Alexis Monney (25 ans) n’aime pas les projecteurs. Pas besoin de gestes grandiloquents ni de discours tonitruants pour exister. Il est simplement là, les bras croisés, dans le jardin de ses parents à Châtel-Saint-Denis. Calme, posé, mais bien présent. Derrière lui, les Préalpes fribourgeoises: son ancrage.
«J’apprécie énormément ces moments d’été», souffle-t-il. «Je suis enfin chez moi.»
La saison dernière, Alexis Monney a ébloui le monde du ski: premiers podiums en Coupe du monde, une victoire marquante, et deux médailles aux Mondiaux de Saalbach (Autriche). Une ascension fulgurante, menée à sa manière, avec ce flegme rare dans sa génération. «J’ai toujours été comme ça», sourit-il. «Réservé, mais satisfait.»
Ses parents, Louis et Isabelle, confirment: «Alexis bougeait beaucoup enfant, mais c’était un calme. Par contre, il déteste perdre: même au Monopoly, ça tournait à la dispute!»
La famille est soudée. «On ne se le dit pas souvent, mais on s’aime énormément», avoue Alexis. Lui n’a déménagé que l’an dernier, à trois minutes en voiture seulement. Sa sœur Marie, de trois ans son aînée, vit elle aussi à Châtel-St-Denis. «Je n’ai aucune envie de partir d’ici. J’ai mes amis d’enfance et je vois ma famille aussi souvent que possible.»
Le ski dans le sang
Chez les Monney, les skis sont une histoire de famille. Louis, le père, rêvait d’une carrière mais n’a pas pu la réaliser pour des raisons financières. À 18 ans, il est devenu entraîneur et a travaillé avec les plus grands, de Didier Cuche à Paul Accola. Il a mis un terme à cette carrière en 2000, juste après la naissance d’Alexis, pour se consacrer à sa famille et au club local des Paccots. C’est là qu’il a transmis sa passion à son fils.
«Au début, c’était difficile d’entendre les critiques de mon père», se rappelle Alexis. «Mais aujourd’hui, je les accepte sans problème.»
Le chemin n’a pourtant pas été linéaire. En 2019, alors au centre national de performance de Brigue, il était à deux doigts de tout arrêter. Un entraîneur l’avait poussé à bout, jusqu’à lui faire perdre le goût de skier. «C’était très dur. J’avais perdu le plaisir, je ne voyais plus d’issue», confie-t-il. Ses parents l’ont alors encouragé à persévérer et à trouver une autre voie.

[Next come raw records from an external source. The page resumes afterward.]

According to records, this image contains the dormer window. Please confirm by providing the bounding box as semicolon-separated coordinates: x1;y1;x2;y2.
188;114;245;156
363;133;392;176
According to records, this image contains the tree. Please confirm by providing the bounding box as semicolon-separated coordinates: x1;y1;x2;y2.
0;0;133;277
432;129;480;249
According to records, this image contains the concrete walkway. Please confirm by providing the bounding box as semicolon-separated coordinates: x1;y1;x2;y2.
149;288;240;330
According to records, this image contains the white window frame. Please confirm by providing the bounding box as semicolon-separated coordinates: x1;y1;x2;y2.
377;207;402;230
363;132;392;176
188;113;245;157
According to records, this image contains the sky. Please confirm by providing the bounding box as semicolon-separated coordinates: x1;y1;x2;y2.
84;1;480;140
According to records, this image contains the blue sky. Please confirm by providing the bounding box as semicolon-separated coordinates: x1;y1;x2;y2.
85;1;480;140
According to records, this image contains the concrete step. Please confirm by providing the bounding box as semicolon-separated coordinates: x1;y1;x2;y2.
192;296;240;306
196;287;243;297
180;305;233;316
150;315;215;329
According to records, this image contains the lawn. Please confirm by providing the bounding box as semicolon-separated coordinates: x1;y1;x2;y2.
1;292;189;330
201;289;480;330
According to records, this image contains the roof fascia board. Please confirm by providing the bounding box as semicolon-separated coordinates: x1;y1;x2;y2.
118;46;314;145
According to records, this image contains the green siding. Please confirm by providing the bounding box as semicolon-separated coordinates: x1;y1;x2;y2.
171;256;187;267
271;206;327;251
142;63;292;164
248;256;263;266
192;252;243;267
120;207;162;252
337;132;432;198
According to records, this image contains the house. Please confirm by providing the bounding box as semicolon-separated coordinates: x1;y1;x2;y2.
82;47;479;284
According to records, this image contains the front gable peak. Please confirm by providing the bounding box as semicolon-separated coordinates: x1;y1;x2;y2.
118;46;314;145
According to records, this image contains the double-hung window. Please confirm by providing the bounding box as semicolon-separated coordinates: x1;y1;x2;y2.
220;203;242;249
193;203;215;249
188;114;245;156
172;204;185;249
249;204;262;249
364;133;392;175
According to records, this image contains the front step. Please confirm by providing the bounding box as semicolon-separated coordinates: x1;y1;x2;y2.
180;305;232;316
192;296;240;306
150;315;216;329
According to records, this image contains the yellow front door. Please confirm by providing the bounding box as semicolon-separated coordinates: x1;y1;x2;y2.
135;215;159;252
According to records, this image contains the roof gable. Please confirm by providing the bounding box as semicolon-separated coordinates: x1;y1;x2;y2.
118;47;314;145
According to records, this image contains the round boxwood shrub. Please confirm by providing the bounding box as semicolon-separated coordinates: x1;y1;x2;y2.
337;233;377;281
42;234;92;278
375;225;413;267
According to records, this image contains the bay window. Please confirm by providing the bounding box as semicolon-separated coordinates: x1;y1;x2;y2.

«Qu’il arrête n’aurait pas été un drame», précise Louis. «Mais qu’il quitte le ski de cette manière, si. On ne devrait jamais arrêter sur une note aussi négative.» Alexis les a écoutés, a changé d’entraîneur et retrouvé l’envie. Un an plus tard, il devenait champion du monde junior de descente. Sa première vraie percée.
Une saison réussie
L’hiver dernier a confirmé tout son potentiel. En décembre, il a décroché sa première victoire en Coupe du monde à Bormio (Italie). Un jour inoubliable, à double titre: son neveu Levi naissait ce matin-là. «Ma sœur m’a appelé pour m’annoncer que j’étais parrain et oncle. Cet appel m’a donné des ailes. À midi, je gagnais ma première course. On ne pouvait pas rêver mieux.»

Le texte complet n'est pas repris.